Playing on the turf isn't too bad.  The ball hops reasonably true, though it can definitely get to you in a hurry.  About my only complaint is that I suffered a heel contusion from bottoming out--I hit my heel on the concrete layer underneath the field turf after leaping for a line drive.  But that was on the cheap stuff.  This should be a much better grade.

The rubber pellets never caused a problem.

If Michigan played a summer schedule I'd say this was dumb, but given the pre-spring start of college baseball, this makes sense.

 

BPocern

March 27th, 2013 at 6:21 AM ^

Will actually help recruiting. I, personally, loved playing on turf fields growing up, I remember playing on Adrian's field and that field is definitely nice. As a shortstop, I also enjoyed getting more true hops.

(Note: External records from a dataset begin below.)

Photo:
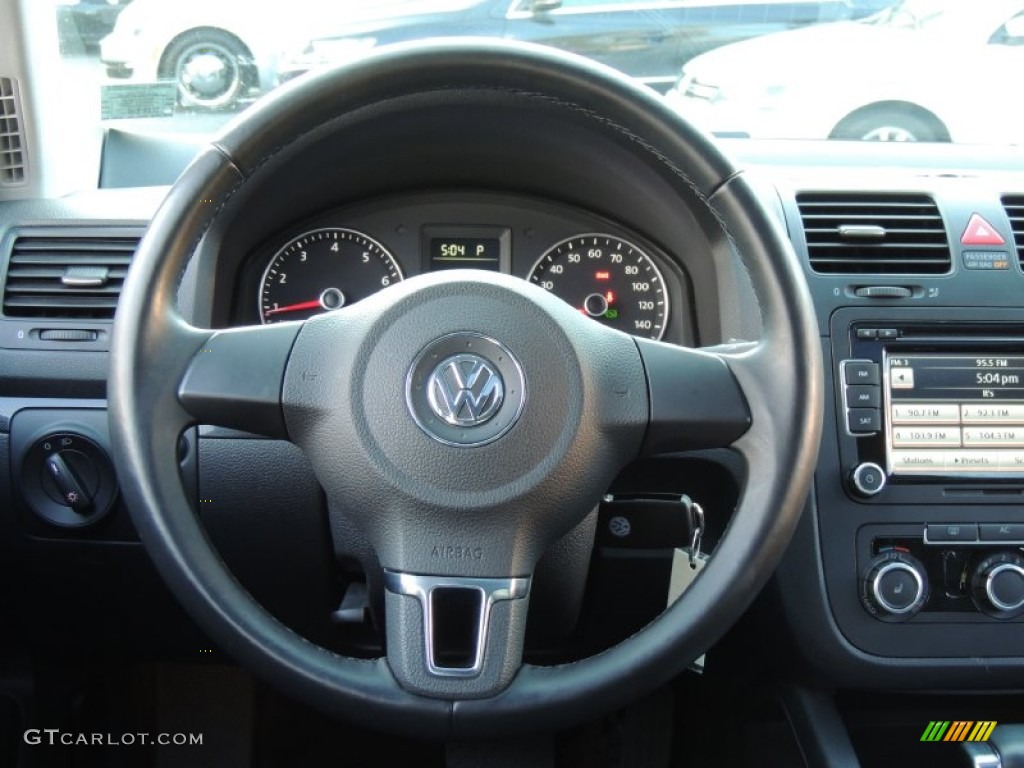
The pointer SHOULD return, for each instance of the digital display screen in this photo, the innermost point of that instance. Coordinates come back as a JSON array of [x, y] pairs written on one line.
[[465, 253], [955, 414]]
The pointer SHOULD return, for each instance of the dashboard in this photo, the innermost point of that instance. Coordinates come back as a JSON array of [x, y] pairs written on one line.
[[906, 570]]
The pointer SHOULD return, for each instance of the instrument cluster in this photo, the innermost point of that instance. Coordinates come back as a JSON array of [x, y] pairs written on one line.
[[609, 273]]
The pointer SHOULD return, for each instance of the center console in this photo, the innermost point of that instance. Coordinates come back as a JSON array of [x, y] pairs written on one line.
[[929, 454]]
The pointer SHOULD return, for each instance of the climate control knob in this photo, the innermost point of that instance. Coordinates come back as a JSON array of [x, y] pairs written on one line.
[[894, 586], [997, 585]]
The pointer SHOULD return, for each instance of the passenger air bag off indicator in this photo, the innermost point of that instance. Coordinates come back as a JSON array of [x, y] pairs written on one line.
[[980, 232]]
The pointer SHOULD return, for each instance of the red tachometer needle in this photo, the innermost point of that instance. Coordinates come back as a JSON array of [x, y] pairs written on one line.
[[294, 307]]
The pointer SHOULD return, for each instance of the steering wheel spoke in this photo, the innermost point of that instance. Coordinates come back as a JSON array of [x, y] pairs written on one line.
[[695, 398], [470, 632], [235, 378]]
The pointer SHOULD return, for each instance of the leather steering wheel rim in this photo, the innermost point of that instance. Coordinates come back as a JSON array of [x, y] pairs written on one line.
[[779, 376]]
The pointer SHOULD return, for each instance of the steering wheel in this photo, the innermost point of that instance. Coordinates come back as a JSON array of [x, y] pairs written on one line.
[[465, 420]]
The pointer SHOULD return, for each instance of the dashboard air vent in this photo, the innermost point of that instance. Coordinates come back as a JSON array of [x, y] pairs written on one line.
[[1015, 212], [12, 166], [67, 275], [873, 233]]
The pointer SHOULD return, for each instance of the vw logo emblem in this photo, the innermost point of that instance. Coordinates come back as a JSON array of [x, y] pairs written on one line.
[[465, 391]]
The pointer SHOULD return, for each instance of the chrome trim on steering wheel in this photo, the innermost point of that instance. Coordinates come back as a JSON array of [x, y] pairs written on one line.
[[489, 591]]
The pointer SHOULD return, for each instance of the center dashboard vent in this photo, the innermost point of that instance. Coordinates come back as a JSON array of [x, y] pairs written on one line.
[[1015, 212], [873, 233], [74, 275]]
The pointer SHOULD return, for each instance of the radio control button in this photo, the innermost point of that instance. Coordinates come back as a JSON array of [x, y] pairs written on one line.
[[926, 413], [992, 436], [861, 372], [975, 461], [926, 436], [864, 420], [901, 378], [868, 479], [989, 413], [955, 531], [1001, 531], [919, 461], [863, 396]]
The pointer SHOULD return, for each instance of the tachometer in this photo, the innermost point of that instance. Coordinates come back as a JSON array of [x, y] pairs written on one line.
[[607, 279], [324, 269]]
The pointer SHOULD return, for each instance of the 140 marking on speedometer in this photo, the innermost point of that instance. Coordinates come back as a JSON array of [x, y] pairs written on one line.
[[607, 279]]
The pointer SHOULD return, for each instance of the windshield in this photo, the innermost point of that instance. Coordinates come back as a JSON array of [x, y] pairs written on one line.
[[861, 70]]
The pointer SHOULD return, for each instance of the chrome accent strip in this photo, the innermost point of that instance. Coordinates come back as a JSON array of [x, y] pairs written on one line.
[[491, 592]]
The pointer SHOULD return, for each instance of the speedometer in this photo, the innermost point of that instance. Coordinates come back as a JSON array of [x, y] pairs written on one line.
[[607, 279], [324, 269]]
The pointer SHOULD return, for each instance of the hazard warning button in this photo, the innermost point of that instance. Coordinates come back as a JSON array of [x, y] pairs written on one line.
[[980, 232]]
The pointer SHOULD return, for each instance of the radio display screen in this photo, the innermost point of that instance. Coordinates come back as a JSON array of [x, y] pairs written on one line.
[[954, 414]]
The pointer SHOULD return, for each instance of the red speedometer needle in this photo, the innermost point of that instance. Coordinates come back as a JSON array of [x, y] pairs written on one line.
[[314, 304]]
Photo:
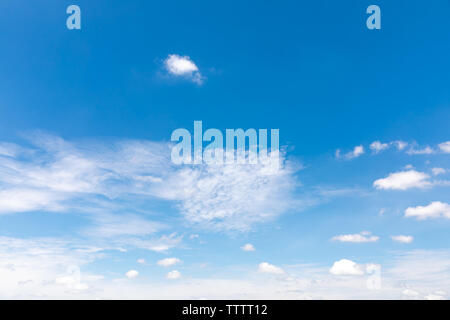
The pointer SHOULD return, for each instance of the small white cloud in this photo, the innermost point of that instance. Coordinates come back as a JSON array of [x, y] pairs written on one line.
[[426, 150], [377, 146], [355, 153], [346, 267], [248, 247], [132, 274], [403, 239], [410, 293], [173, 275], [400, 145], [168, 262], [358, 238], [435, 209], [438, 171], [434, 297], [445, 147], [403, 180], [265, 267], [183, 66]]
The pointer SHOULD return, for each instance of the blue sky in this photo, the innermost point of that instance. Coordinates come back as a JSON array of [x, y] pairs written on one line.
[[88, 192]]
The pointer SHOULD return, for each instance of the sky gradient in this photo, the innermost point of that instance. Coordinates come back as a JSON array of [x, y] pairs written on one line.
[[91, 205]]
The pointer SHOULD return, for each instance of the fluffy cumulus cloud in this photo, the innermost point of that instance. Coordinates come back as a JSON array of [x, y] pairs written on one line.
[[435, 209], [132, 274], [266, 267], [445, 147], [56, 269], [355, 153], [168, 262], [345, 267], [402, 239], [377, 146], [248, 247], [403, 180], [183, 66], [438, 171], [364, 236], [173, 275]]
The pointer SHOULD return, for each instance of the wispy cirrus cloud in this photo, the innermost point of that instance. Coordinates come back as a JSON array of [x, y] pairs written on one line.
[[95, 177], [364, 236]]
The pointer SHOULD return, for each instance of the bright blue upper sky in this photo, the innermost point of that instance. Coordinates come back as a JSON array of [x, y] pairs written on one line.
[[310, 68]]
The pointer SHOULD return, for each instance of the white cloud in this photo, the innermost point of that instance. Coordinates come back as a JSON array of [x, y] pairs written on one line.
[[132, 274], [438, 171], [228, 197], [168, 262], [355, 153], [29, 269], [346, 267], [445, 147], [360, 237], [183, 66], [403, 180], [248, 247], [400, 145], [112, 226], [265, 267], [426, 150], [94, 178], [173, 275], [377, 146], [410, 293], [403, 239], [434, 297], [435, 209]]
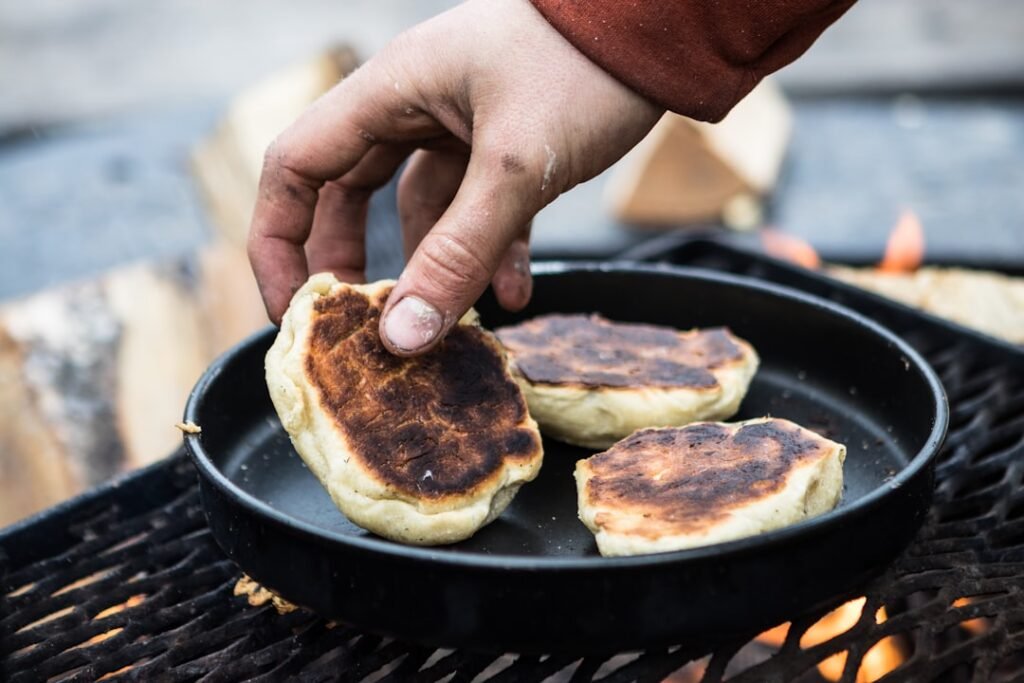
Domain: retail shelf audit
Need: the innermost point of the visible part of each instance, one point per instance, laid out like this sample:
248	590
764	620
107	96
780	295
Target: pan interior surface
819	368
542	519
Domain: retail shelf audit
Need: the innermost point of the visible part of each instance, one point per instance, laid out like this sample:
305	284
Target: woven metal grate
128	585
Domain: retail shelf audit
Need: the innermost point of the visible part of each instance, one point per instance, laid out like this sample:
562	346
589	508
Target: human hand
499	114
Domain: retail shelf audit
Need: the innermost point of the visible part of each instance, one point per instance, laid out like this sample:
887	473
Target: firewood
686	171
94	376
228	163
990	302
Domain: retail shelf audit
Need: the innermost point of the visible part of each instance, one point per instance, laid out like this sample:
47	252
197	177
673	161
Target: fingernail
412	324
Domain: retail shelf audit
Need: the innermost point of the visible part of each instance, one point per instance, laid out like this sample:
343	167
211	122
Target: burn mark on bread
684	479
438	424
590	350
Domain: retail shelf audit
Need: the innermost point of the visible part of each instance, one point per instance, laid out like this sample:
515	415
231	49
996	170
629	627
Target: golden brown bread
591	382
678	487
421	450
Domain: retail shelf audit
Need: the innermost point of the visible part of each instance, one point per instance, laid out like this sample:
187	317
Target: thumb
456	260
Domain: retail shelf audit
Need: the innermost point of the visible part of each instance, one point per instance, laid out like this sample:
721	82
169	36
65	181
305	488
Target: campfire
987	301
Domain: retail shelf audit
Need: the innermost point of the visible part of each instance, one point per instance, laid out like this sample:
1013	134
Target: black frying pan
532	581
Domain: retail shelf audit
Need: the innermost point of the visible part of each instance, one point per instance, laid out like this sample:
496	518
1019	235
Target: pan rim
480	561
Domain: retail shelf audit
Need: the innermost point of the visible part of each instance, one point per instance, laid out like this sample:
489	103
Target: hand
499	114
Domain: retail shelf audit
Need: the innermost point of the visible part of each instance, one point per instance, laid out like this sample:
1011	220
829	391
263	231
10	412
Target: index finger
327	141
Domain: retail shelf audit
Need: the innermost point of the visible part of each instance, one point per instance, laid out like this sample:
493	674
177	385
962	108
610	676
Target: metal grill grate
128	585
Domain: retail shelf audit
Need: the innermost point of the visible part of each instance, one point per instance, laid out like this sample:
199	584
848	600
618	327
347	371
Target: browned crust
591	351
685	479
435	426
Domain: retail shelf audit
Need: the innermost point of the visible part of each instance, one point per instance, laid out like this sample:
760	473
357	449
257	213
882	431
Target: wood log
687	171
989	302
228	163
93	376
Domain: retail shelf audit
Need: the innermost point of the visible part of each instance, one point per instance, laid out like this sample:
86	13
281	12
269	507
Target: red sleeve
696	57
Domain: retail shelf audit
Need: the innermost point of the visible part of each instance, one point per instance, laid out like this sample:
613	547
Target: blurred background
130	140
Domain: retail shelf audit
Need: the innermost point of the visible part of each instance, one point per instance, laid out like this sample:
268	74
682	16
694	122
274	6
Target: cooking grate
127	584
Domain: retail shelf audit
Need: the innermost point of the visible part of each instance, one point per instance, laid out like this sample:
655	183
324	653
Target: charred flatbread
423	451
681	487
591	382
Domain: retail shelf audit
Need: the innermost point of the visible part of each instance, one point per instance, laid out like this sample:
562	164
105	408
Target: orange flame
790	248
883	657
905	249
972	626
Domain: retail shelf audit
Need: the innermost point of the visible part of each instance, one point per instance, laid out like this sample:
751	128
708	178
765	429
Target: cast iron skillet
532	581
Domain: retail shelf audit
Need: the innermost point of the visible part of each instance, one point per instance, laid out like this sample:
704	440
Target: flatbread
423	451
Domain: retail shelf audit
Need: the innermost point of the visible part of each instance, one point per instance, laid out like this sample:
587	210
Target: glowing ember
885	656
973	626
790	248
905	249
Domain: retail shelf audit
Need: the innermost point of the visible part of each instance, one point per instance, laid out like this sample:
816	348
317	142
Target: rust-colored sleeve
696	57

As far as the sliding issue, it really wasn't that different. You slide a lot further obviously, but I wouldn't pick my school based on sliding anyways.

Vote_Crisler_1937

March 27th, 2013 at 7:17 AM ^

When I was playing, we played on turf at Louisville and a few other places. We loved it. All true hops, can slide further, no random divots to step in and get injured. I know NU has been talking about getting turf since '05 and I think IL might already have it. I bet that in the next ten years the entire BIG gets it.

Go.Blue.Hail

March 27th, 2013 at 8:56 AM ^

Sure the turf is great for springtime when the field isn't ready to be played on because it is still soggy, but playing on turf takes away from the feel of playing a real baseball game. I'd much rather play on dirt, but that might just be me. Taking grounders is really odd on turf.

michclub19

March 27th, 2013 at 9:21 AM ^

I would always prefer grass, but given the climate of Michigan turf is almost necessary.  I don't know what the complaints are about bad hops, we practiced in Oosterbaan all winter and you get spoiled because every hop is so true and you rarely lose your footing.

Hopefully this will open the field to more teams as well.  I know the Club Team basically begs the Athletic Department to have tryouts or even one game at Fisher and the excuse always was they didn't want to overuse the field.  Which seemed like a bunch of bull when they would have dozens of high school tournaments in the summer.

Section 1

March 27th, 2013 at 1:48 PM ^

Baseball was not meant to be played in the north, in February and March.  "School," I guess is what dictates playing at that time.  But baseball is a summer game.  Being in the vicinity of major league baseball, and it being the national pastime and all, I suppose it is required that we have a university baseball team.  Harvard and Yale have baseball teams.

But it really isn't terribly clear why we'd try so hard to play baseball in Michigan in February, March and early April.  We have an ice hockey team; let Arizona State, Georgia Tech and Florida State have baseball teams.  Unless the Big Ten wants to throw its weight around and hold a summer-season of baseball, stomping on the NCAA's preferred season.  Which I might happily endorse.

FormerWolv

March 27th, 2013 at 2:05 PM ^

One of the huge issues with the current grass is the fact it's extremely hard to get. It's some kind of super Canada grass, which is only grown by one company.

So if any area needed repair or replacement, the in house supply was very very small. (The small patch under scoreboard in right field... For both softball and baseball.)

Drainage was actually pretty good, and the field staff work their ass off to have the field ready. But the Michigan weather is very blah as we all know. And I'm guessing this will be in the outfield too? That's where the worst puddles were.